I don’t think all this is necessarily bad. Things not being done by humans isn’t inherently a problem even if it feels very uncomfortable and can be source of anxiety.

The real uncomfortable question is what are we doing instead?

And more importantly, who is actually waiting for people to figure that out.

Historically, transitions don’t pause. They happen, and people adapt afterward, or don’t.

What feels heavier, slower, more real

If anything here feels like it might last, it’s not what’s built with AI, but what AI depends on.

Most current products feel like application-layer work, wrappers around rapidly advancing models. They can create short-term value, but they don’t feel durable. As models improve, many of these things become trivial to reproduce or get absorbed by larger platforms with more data, compute, and distribution.

Once capabilities stabilize at a high enough level, it becomes very hard to compete at that layer.
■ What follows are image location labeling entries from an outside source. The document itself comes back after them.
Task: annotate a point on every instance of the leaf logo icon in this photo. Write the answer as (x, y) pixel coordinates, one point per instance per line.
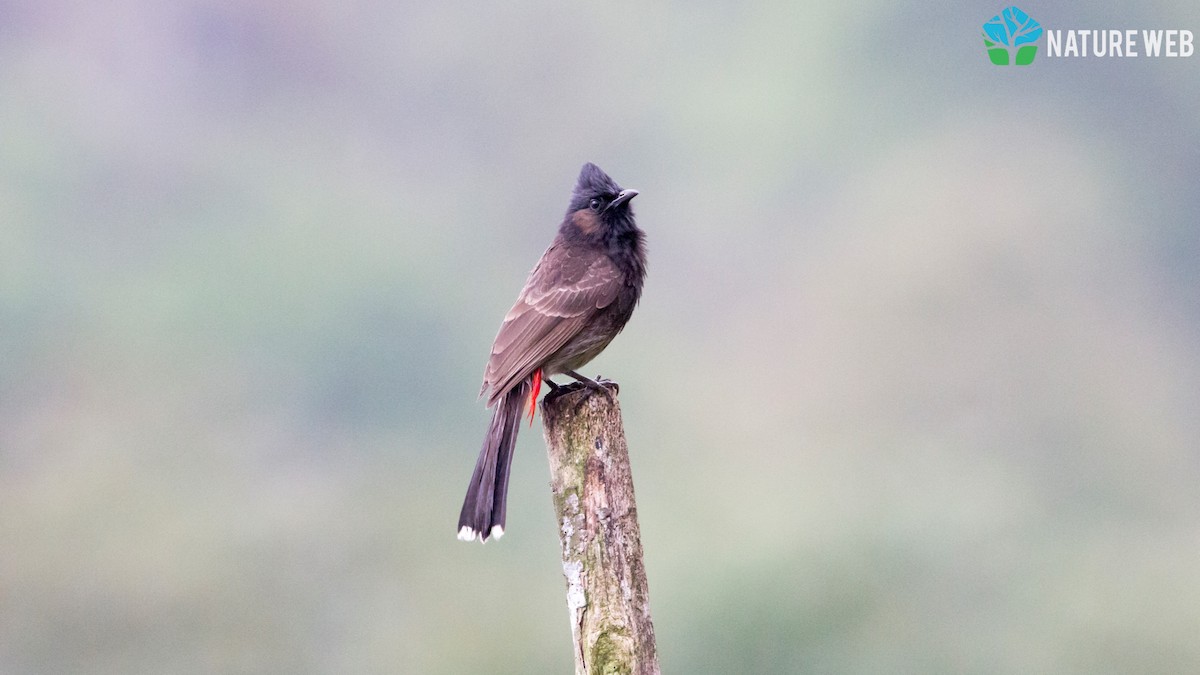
(1011, 37)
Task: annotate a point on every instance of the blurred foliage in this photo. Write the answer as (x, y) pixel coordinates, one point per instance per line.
(912, 388)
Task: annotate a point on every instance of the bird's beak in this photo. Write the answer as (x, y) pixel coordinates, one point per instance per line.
(625, 195)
What feels heavier is the infrastructure and everything that allows AI to exist without breaking things.

These things move slower than capabilities. They are harder to replace. They don’t disappear just because models get better.

Even that part of the industry doesn’t have a place for everyone, but it feels more grounded than everything built on top of constantly shifting capabilities.

Right now, that’s the only part that feels somewhat stable to me.

Sitting in the middle of it

I don’t know what direction it will take, everything is still blurry. We’re clearly in the middle of it, not at the beginning and not anywhere close to the end.